VINODE MAMCHAN
vinode.mamchan@guardian.co.tt
Defending champions Trinbago Knight Riders will face the Guyana Amazon Warriors this evening at 6 pm in their den, the Providence Stadium looking for a win to advance to the final of the tournament.
TKR finished atop the six-team standings with seven wins from 10 matches, followed by Guyana Amazon Warriors which clocked six wins from their 10 matches. The winner in this evening's clash will go straight to the final of the tournament, while the loser will play the winner of the other qualifier which is between Jamaica Tallawahs and St. Kitts/Nevis Patriots which is carded for tomorrow at the same Providence Stadium.
TKR lost the precursor to this match on Sunday night, as the Warriors stormed to a six-wicket win in front of a packed house in Guyana. Today the same fans are expected to show to support as their team looks for a second straight win over the champs.
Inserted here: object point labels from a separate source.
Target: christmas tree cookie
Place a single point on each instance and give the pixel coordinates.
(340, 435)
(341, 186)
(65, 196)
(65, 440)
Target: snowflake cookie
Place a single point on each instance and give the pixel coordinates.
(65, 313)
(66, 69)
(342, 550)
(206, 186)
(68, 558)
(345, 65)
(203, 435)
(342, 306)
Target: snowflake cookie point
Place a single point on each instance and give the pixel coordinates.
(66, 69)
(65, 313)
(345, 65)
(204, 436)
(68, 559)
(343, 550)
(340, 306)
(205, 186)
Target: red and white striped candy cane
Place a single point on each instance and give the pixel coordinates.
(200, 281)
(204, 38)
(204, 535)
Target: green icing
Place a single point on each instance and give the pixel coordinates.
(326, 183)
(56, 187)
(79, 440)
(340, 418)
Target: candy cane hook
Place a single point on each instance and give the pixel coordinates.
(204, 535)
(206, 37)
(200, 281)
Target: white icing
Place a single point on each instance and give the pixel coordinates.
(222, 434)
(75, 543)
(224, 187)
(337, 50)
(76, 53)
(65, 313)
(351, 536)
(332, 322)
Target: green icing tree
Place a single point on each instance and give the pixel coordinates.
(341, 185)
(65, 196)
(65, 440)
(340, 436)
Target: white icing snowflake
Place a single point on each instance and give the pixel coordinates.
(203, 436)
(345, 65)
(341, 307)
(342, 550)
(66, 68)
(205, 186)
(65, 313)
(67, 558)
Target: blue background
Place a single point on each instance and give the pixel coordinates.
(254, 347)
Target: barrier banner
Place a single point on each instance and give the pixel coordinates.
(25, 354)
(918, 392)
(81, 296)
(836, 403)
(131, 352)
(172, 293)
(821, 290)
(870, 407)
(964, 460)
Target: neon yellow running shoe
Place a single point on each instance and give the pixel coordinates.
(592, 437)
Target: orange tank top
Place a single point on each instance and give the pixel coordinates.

Both teams will be hoping to seal their final spot but even if they don't there is a second chance.
On Sunday, emerging star Shimron Hetmyer and Sherfane Rutherford blasted Guyana Amazon Warriors into second place with an astonishing assault on the TKR bowlers.
The Warriors’ bowlers had played their part to restrict the Knight Riders powerful batting line-up to just 154/7, and that left Guyana with two different targets. As well as the usual 20-over target for the win, there was a second equation in play: victory inside 15.3 overs would be enough to leapfrog Jamaica Tallawahs on net run-rate and take the second spot.
That, of course, brought with it a place in Playoff One and a direct route to the Final with a second chance in the Semi-final should they lose.
At 67/2 from nine overs on the back of Cameron Delport’s 37 from 27, the Warriors looked well placed for the win but behind the rate required to take the second spot.
Then Hetmyer went berserk. Sixteen runs in three balls from Kevon Cooper in the 10th over propelled the score to 86/2 at halfway. When Jason Mohammed fell to Nikita Miller looking for another six, Sherfane Rutherford came in and showed how it was done.
He smashed his first two balls over mid-wicket for six but even better was to come as the next ball was reverse-swept high into the stands for a third successive Hero Maximum.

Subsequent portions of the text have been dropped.